"Let the rain wash away all the pain of yesterday.
I know my kingdom awaits …
… and they've forgiven my mistakes."
-Skylar Grey; "Coming Home"
Tim was in Steph's apartment by the time she got back from class.
Steph couldn't tell anyone who asked what the class had been about. She had gone on auto-pilot, sat in her seat, pulled out a pencil, and zoned out for the next hour. Then she had gotten in her car, driven back to her apartment, and found the door unlocked.
"It wasn't supposed to hurt," Tim informed her quietly from where he was sitting against the wall and under the window. His face is a mask of shock and confusion.
Steph's bag hit the floor beside her, and she fell back against the door in exhaustion. "Life doesn't work like that, sweetie," she reminded herself as much as Tim. It was a hole deep inside, and Steph had already cried herself out once today. Now she just felt that awful, sick kind of hollow that normally led to marathon-napping.
"It wasn't supposed to hurt," Tim repeated numbly. "He wasn't anything to me. I hated him, Steph. I hated him, and it wasn't supposed to fucking hurt!" His face twisted and one of Steph's potted plants was sacrificed in his uncoordinated lunge upright. The crash seemed to stop him short, and he landed hard on his butt with the rug rucked up under his left foot.

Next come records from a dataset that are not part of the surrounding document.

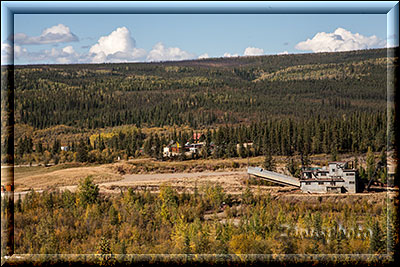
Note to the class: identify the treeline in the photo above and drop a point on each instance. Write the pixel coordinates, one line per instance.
(352, 134)
(203, 92)
(170, 223)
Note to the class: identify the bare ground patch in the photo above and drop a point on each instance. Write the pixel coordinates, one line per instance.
(65, 177)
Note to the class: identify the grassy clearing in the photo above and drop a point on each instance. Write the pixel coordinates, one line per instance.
(39, 177)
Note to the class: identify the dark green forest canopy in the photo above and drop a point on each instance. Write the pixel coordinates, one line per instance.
(202, 93)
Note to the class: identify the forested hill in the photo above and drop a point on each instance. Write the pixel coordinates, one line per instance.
(205, 92)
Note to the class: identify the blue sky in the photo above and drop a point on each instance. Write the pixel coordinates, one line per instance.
(73, 38)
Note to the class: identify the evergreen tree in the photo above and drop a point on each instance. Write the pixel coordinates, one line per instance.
(82, 152)
(88, 192)
(376, 243)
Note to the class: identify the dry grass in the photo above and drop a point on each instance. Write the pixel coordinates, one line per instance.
(40, 178)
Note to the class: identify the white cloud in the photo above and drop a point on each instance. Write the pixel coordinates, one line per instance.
(118, 46)
(283, 53)
(205, 55)
(162, 53)
(253, 51)
(230, 55)
(340, 40)
(6, 55)
(56, 34)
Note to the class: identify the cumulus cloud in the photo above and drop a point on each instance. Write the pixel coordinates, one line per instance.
(230, 55)
(253, 51)
(118, 46)
(340, 40)
(6, 53)
(283, 53)
(161, 53)
(56, 34)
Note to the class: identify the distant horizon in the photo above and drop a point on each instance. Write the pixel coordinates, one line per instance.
(195, 59)
(111, 38)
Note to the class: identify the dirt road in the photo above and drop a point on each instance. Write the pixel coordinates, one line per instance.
(227, 179)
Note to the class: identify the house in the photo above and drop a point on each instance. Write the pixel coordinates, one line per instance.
(196, 137)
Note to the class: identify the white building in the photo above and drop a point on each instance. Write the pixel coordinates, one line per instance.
(337, 178)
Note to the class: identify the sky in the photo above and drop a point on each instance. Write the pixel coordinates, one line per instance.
(99, 38)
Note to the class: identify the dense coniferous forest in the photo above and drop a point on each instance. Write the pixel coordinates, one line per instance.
(289, 104)
(201, 93)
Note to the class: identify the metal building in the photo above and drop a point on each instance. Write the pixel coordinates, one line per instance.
(337, 178)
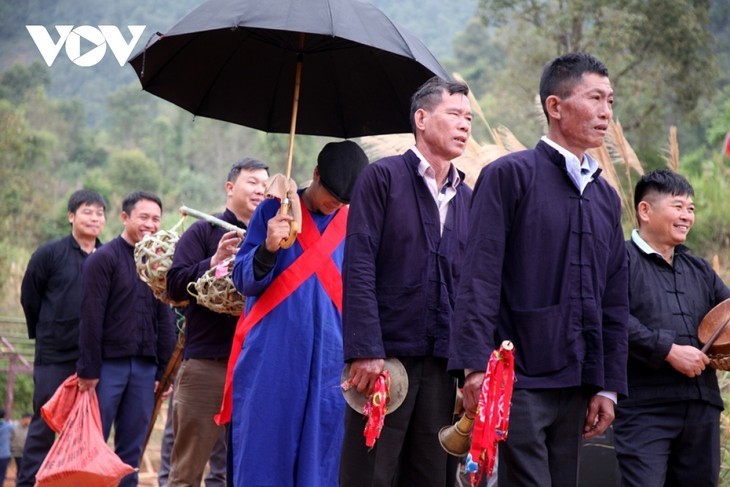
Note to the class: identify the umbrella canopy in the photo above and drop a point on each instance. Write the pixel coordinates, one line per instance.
(236, 60)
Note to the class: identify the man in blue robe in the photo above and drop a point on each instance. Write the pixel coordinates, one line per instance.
(286, 420)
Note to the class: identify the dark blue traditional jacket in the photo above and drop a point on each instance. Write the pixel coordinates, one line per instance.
(400, 274)
(545, 267)
(208, 335)
(667, 306)
(51, 299)
(120, 316)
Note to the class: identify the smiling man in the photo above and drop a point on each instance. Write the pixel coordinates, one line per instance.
(208, 335)
(668, 430)
(51, 298)
(126, 336)
(545, 267)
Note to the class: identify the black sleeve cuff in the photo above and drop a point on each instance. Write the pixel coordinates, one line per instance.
(263, 262)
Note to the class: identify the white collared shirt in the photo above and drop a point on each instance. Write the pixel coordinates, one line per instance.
(442, 195)
(580, 172)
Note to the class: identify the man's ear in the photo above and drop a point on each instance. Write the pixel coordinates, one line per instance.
(553, 107)
(642, 211)
(419, 118)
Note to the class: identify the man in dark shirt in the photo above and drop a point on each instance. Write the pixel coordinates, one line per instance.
(208, 335)
(405, 242)
(545, 267)
(667, 431)
(126, 336)
(51, 298)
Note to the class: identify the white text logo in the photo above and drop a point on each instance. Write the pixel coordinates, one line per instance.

Steph dropped to her knees and scooted forward, wrapping Tim tightly in her arms. He had spent so long building up these walls after that terrible year of loss after loss. Bruce's supposed-death had cracked them; Steph knew that just as she knew Tim hadn't been going crazy when everyone else feared the worst. Tim built himself back up though. Tim moved out, on, all the metaphors work for Tim in this situation. The walls got taller, the bonds got weaker, but everything is still there inside of Tim regardless of his stubborn determination. The Joker-incident that no one will talk about proved it.
What was one more death, Tim asked, what was this-Damian-to him?
"It hurts anyway," Steph insisted, burying her face in his wet hair. It was raining outside, and they were both varying levels of damp. Neither one cared.
It took a full two minutes before Tim's arms reluctantly circled her back. His fingers dig into her cheap raincoat, and he turned his face into her neck. There's another thirty seconds before Steph feels the flutter of eyelashes against her neck and Tim's shoulders begin to shake. Tim hated to cry in public. He was a messy crier, and the snot was a force to be reckoned with, but maybe Steph wasn't completely out of tears either.
It wasn't fair.
What was 'fair' anyway? What the hell was 'redemption' even worth when everyone just died anyway? Why that bratty little boy who could make Steph smile even when she wanted to shake him?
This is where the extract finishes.